A mum who was diagnosed with breast cancer in February when she was 14 weeks pregnant is looking forward to celebrating her son’s first Christmas.
Sharon Grant will spend the festive season with her husband Sam, step daughter Lucy and baby son Thomas at their home in Shepherd’s Bush after juggling pregnancy, childbirth and parenthood, all while undergoing treatment.
Looking back on her personal experiences during 2016, the 41-year-old said: “The last twelve months have been incredibly difficult, but I’m now focusing on the future and looking forward to what the New Year holds.
“It has been a really moving experience to look back over the past year and see just how far I’ve come.”
She is also backing Cancer Research UK’s Right Now campaign, which launches on Boxing Day, and preparing to take part in cancer-related medical trials.
She said: “If taking part in the trial helps other people in the future then I think that is really important.”
She was not alarmed when she discovered the lump, saying: “I didn’t think it was cancer because I’d had a cyst in my throat before.
"I also knew you could get lumps in your breast when you were pregnant but normally this didn’t happen until the second trimester.”
As it was a Saturday she went to see an emergency GP and was referred to a breast clinic.
But still the thought of cancer did not cross her mind.
“It was only after my surgeon at Charing Cross Hospital had told me what the next steps would be when the biopsy results came through that I realised he hadn’t at any point said it wasn’t cancer," she said.
“That’s when I realised there was a chance it was.
"I had a sleepless four nights before we got the results.
“We weren’t given a choice to wait for treatment until after the baby was born and even if we had been, I wouldn’t have taken it.
"What was the point in having a baby if his mum wasn’t going to be there?
“The doctors explained that apart from not having radiotherapy until after the birth the treatment – a lumpectomy and chemotherapy – would be exactly the same as it would have been if I hadn’t been pregnant.
“They reassured me that the only risk would be from having an anaesthetic but that would be minimal.
“I talked about it with my husband Sam and we agreed that if any difficult decisions had to be made my life would take priority.”
She had the lumpectomy in March and soon began her course of chemotherapy.
On the evening of her ninth session, Sharon went into labour four weeks early.

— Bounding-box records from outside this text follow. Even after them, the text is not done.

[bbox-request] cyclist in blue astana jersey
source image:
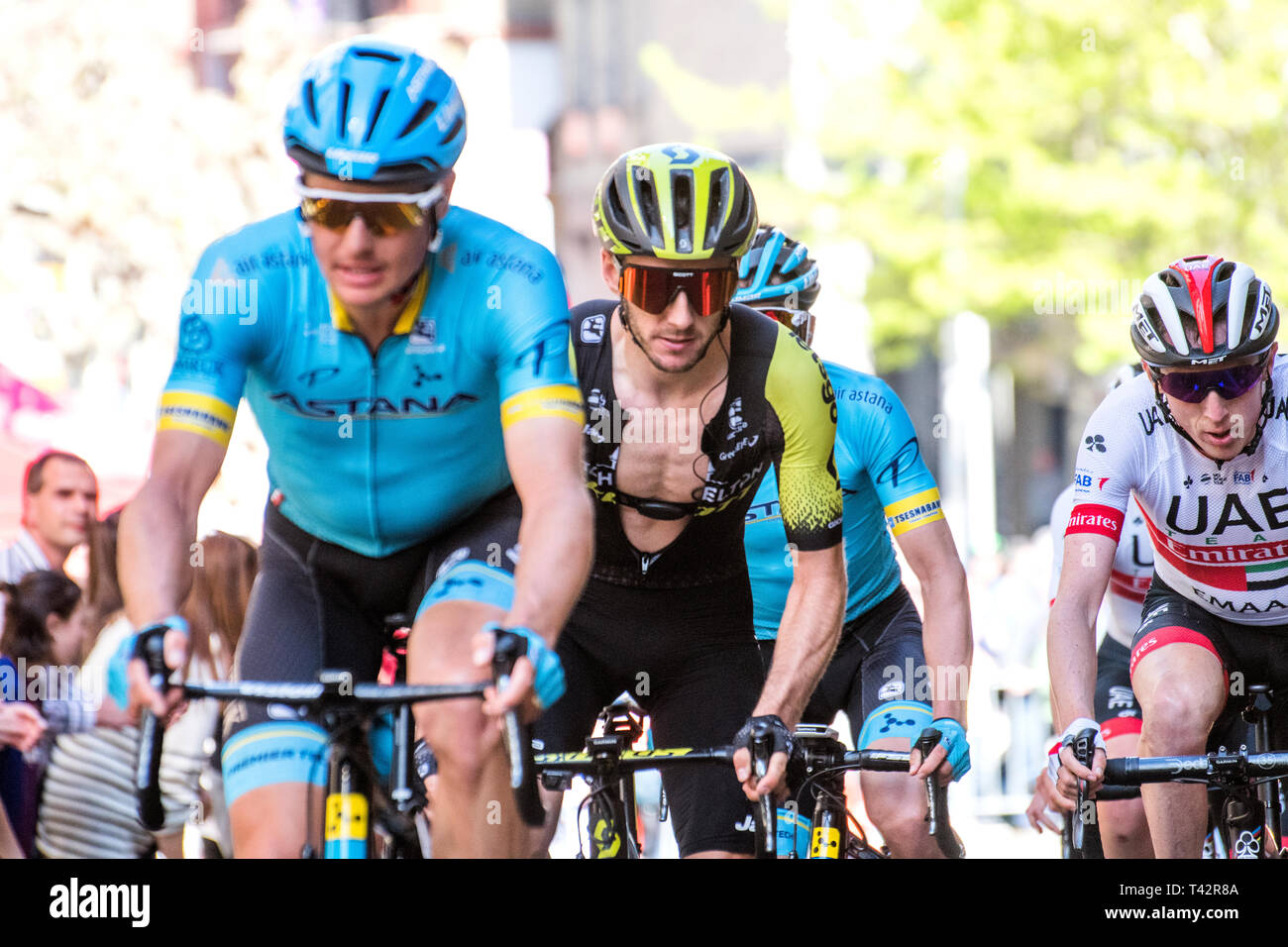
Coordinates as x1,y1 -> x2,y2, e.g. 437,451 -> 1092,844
121,36 -> 591,856
734,226 -> 971,857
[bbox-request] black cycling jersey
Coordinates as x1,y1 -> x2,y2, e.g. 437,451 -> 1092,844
572,299 -> 841,587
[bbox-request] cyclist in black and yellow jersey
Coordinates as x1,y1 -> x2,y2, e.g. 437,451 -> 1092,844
537,143 -> 845,856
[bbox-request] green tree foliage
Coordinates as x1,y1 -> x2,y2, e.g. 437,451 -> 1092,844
649,0 -> 1288,376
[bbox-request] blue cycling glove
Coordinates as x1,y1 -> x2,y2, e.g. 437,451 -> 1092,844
922,716 -> 970,783
107,614 -> 188,710
483,621 -> 564,710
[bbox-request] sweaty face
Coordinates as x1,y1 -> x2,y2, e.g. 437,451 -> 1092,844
604,253 -> 734,373
1163,344 -> 1278,460
22,458 -> 98,569
304,171 -> 451,312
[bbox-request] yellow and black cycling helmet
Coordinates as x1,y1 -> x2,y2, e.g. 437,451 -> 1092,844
593,142 -> 756,261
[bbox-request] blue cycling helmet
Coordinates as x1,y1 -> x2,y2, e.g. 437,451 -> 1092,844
733,224 -> 820,310
282,36 -> 465,189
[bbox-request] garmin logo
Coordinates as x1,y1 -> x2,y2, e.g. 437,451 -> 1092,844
49,878 -> 152,927
326,149 -> 380,164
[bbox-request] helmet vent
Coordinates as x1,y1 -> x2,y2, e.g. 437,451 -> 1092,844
442,119 -> 465,145
639,177 -> 665,246
362,89 -> 389,143
349,49 -> 402,61
702,167 -> 729,248
304,78 -> 319,125
671,171 -> 695,253
335,82 -> 353,142
398,102 -> 438,138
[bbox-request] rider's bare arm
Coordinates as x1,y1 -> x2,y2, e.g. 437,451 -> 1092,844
505,417 -> 593,646
897,519 -> 974,727
117,430 -> 228,712
754,543 -> 846,727
1047,533 -> 1118,798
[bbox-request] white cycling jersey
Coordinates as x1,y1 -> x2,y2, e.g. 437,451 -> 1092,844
1051,483 -> 1154,648
1066,360 -> 1288,625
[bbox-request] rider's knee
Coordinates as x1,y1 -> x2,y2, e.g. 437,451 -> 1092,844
1141,681 -> 1221,753
416,703 -> 499,780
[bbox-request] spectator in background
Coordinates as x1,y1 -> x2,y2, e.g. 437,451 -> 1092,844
0,570 -> 106,856
36,533 -> 258,858
0,451 -> 98,582
84,506 -> 125,657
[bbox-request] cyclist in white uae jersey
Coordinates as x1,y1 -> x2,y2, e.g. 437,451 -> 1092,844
1048,257 -> 1288,857
1030,443 -> 1154,858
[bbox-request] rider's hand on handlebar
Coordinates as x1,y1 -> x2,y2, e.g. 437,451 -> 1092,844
473,631 -> 541,721
473,622 -> 564,721
733,716 -> 793,802
909,716 -> 970,786
119,616 -> 188,720
1055,717 -> 1105,811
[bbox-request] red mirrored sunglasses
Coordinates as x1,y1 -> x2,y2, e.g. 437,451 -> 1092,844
618,263 -> 738,316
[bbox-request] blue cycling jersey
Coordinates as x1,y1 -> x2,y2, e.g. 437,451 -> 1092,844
743,362 -> 944,639
158,207 -> 583,557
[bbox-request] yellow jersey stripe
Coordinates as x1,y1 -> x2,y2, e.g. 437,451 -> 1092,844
885,487 -> 944,536
158,391 -> 237,447
501,385 -> 587,429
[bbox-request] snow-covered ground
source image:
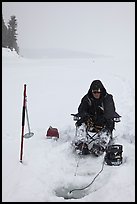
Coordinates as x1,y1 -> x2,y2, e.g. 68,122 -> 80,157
2,49 -> 135,202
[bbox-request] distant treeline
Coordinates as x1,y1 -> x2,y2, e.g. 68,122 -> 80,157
2,15 -> 19,54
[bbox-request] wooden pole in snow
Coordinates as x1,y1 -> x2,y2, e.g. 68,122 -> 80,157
20,84 -> 26,162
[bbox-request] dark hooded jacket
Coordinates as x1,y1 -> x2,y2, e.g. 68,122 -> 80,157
78,80 -> 120,131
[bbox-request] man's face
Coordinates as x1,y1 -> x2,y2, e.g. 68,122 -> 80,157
92,90 -> 101,99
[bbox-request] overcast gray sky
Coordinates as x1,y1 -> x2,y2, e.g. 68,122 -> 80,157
2,2 -> 135,56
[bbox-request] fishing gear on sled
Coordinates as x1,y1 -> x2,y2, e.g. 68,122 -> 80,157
71,114 -> 123,165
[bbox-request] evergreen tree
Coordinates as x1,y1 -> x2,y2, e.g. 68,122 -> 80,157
7,15 -> 19,53
2,15 -> 8,47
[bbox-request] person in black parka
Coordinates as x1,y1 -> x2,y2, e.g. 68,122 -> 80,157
76,80 -> 121,133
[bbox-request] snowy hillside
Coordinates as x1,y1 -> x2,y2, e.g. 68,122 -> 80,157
2,49 -> 135,202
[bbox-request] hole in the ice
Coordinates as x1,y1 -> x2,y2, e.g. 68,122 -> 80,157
55,186 -> 88,199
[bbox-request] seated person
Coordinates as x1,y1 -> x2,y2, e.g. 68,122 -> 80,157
71,80 -> 121,155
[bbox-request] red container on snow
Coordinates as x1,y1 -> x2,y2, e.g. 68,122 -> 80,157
46,126 -> 59,139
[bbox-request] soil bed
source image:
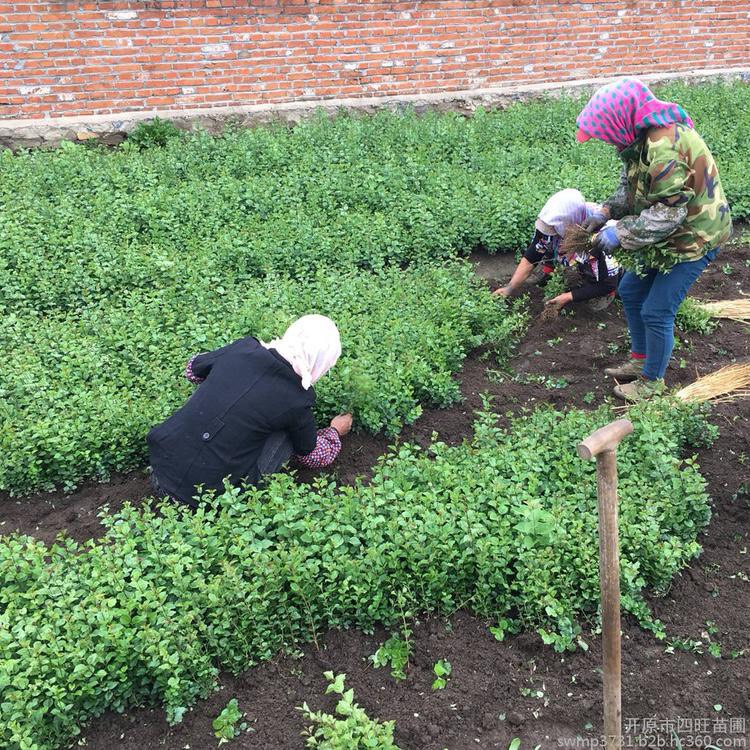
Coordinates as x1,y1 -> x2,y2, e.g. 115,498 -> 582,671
0,247 -> 750,750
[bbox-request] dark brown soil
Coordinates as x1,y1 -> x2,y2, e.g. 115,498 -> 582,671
0,247 -> 750,750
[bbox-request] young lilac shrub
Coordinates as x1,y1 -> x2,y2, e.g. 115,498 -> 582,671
0,401 -> 710,750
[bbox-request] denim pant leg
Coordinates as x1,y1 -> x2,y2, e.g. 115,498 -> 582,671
641,248 -> 718,380
617,269 -> 656,355
258,431 -> 294,476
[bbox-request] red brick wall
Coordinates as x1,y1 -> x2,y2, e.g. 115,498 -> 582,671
0,0 -> 750,118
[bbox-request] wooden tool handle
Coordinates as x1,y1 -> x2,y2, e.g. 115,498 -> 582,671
578,419 -> 633,461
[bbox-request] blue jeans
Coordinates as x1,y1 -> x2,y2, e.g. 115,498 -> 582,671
618,247 -> 719,380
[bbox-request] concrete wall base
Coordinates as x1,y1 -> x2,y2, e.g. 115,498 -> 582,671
0,67 -> 750,150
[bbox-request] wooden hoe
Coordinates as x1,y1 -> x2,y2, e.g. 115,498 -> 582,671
578,419 -> 633,750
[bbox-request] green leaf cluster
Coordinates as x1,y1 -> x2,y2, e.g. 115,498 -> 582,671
675,297 -> 719,335
0,401 -> 710,750
0,262 -> 525,494
370,629 -> 411,680
299,672 -> 406,750
211,698 -> 247,745
0,84 -> 750,493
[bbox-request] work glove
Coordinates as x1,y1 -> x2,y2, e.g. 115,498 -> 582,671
592,225 -> 620,253
581,211 -> 609,233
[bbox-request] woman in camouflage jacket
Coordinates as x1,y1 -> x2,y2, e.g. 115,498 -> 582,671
576,78 -> 732,401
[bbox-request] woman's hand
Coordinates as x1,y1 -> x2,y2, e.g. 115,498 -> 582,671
331,414 -> 352,437
544,292 -> 573,310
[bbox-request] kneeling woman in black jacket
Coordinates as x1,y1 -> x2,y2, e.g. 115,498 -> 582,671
147,315 -> 352,507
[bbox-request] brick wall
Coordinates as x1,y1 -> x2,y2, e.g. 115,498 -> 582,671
0,0 -> 750,119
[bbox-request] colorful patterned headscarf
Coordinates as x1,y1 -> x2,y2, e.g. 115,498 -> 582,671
576,78 -> 693,150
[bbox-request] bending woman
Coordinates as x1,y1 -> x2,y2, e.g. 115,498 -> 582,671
147,315 -> 352,507
576,78 -> 732,401
495,188 -> 620,311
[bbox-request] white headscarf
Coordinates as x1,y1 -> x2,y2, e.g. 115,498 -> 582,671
536,188 -> 586,237
261,315 -> 341,390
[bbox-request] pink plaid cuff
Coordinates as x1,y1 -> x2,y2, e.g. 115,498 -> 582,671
297,427 -> 341,469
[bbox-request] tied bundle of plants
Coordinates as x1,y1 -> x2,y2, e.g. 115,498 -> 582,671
675,362 -> 750,403
699,299 -> 750,323
560,224 -> 594,257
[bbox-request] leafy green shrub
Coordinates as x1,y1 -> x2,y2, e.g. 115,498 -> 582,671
370,628 -> 411,680
300,672 -> 406,750
0,84 -> 750,493
211,698 -> 248,745
0,263 -> 524,493
0,402 -> 710,749
675,297 -> 719,334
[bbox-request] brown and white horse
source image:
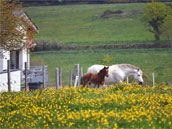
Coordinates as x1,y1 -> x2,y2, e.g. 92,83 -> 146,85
81,67 -> 109,88
87,64 -> 144,84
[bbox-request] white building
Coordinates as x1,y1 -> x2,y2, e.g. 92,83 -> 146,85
0,11 -> 38,92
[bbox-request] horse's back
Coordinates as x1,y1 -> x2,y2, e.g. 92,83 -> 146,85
87,64 -> 104,73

As the baby was breeched, she had an emergency caesarean, and Thomas was born on July 27, weighing 5lb 10oz.
He is now a strong, fit and healthy boy.
A fortnight later Sharon began her chemo again, but switched to radiotherapy.
She believes her illness and pregnancy stopped her from worrying too much about one or the other.
“In a way being pregnant gave me something to focus on other than thinking about the chemotherapy and in the same way having chemo was a distraction from worry about my pregnancy," she said.
“I think I deal with things by being incredibly organized, having a diary and writing everything down.
"I found it really difficult when things were beyond my control, for example waiting for my surgery date and a date for my chemo to start and when Thomas came early it threw my routine out of kilter and I struggled.”
Sharon finished her radiotherapy on October 17 and is now concentrating on enjoying her family Christmas, which will include visits from her parents who live in Anglesey, where she grew up.
“This is the first Christmas that I will host as previously we have gone back to Wales,” she said.
“My mum will be on grandma duties and I will be mum for the first time so I’m really looking forward to that.”
In the new year the former nanny will start and new job, and the family will enjoy a holiday in February.
She has volunteered to take part in five-year "add-aspirin" trial, investigating how the drug might be used to prevent certain types of cancer from returning.
Sharon is also backing the Cancer Research UK campaign, which aims to show the reality of cancer for patients, their friends and family.
She added: “My experience means I understand all too clearly why Cancer Research UK’s work is so important.
“That’s why I’m backing the Right Now campaign and I’m urging people across London to get involved in whatever way they can, to help fund Cancer Research UK’s crucial work.”